La prise de Vido a permis à l'artillerie russe de bombarder Corfou depuis ses collines en toute sécurité. Finalement, la garnison ennemie a capitulé. Grâce à l'intervention de l'amiral, les Français capturés ont été sauvés du massacre que les troupes turques voulaient leur infliger. « Hourra ! À la flotte russe !... Je me dis maintenant : pourquoi n'étais-je pas à Corfou, au moins à titre de maître principal ! », a déclaré un autre chef militaire célèbre, Alexandre Souvorov, qui admirait le succès d'Ouchakov.
La campagne méditerranéenne a été la dernière grande campagne militaire de la vie de Fiodor Ouchakov. En 1807, il prend sa retraite et se rend dans son village d’Alexeïevka, dans la province de Tambov. L'amiral a consacré les dix dernières années de sa vie à la religion, à la prière et à la charité. Il fréquentait régulièrement le monastère voisin de Sanaksar et se rendait à tous les services : malgré son âge avancé (il avait déjà plus de 60 ans), il était aussi assidu que les frères monastiques. Pendant le carême, le commandant de la marine vivait dans un monastère, dans une cellule spécialement prévue pour lui.
La vie pieuse de Fiodor Ouchakov a incité l'Église orthodoxe russe à classer en 2000 l'amiral comme saint vénéré localement du diocèse de Saransk, et en 2004, comme saint à l’échelle nationale en tant que guerrier juste.
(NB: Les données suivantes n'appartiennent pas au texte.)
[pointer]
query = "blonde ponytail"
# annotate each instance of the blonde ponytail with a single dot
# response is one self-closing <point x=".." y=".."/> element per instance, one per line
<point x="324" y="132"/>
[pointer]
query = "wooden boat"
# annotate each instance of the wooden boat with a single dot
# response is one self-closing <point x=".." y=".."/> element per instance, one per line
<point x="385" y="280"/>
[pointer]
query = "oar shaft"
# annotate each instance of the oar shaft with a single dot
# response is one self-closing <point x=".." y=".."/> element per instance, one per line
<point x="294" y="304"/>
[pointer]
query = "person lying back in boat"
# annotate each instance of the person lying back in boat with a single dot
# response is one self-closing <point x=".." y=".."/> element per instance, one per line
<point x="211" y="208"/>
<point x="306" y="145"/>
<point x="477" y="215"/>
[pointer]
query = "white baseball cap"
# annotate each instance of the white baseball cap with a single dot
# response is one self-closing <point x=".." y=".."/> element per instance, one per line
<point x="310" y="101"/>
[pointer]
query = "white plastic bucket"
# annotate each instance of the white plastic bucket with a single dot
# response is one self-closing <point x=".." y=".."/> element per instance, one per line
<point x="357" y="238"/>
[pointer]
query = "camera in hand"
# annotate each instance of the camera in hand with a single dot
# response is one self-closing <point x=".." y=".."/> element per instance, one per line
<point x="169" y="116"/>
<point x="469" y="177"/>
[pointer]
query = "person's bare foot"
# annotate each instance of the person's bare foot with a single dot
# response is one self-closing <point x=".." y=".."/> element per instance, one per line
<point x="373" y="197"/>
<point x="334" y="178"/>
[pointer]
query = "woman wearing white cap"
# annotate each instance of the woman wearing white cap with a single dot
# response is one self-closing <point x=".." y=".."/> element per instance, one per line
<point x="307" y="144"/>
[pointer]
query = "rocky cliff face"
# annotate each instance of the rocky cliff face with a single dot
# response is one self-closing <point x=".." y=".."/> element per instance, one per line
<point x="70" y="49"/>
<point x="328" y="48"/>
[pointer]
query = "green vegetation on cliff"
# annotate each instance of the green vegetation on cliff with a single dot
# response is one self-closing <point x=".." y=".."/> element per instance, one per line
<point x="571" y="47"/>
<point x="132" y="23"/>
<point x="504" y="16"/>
L'acte de sa canonisation disait : « La force de son esprit chrétien s'est manifestée non seulement par de glorieuses victoires dans les batailles pour la Patrie, mais aussi par une grande miséricorde, qui étonnait même l'ennemi qu'il avait vaincu... la miséricorde de l'amiral Fiodor Ouchakov s’étendait sur tout le monde ».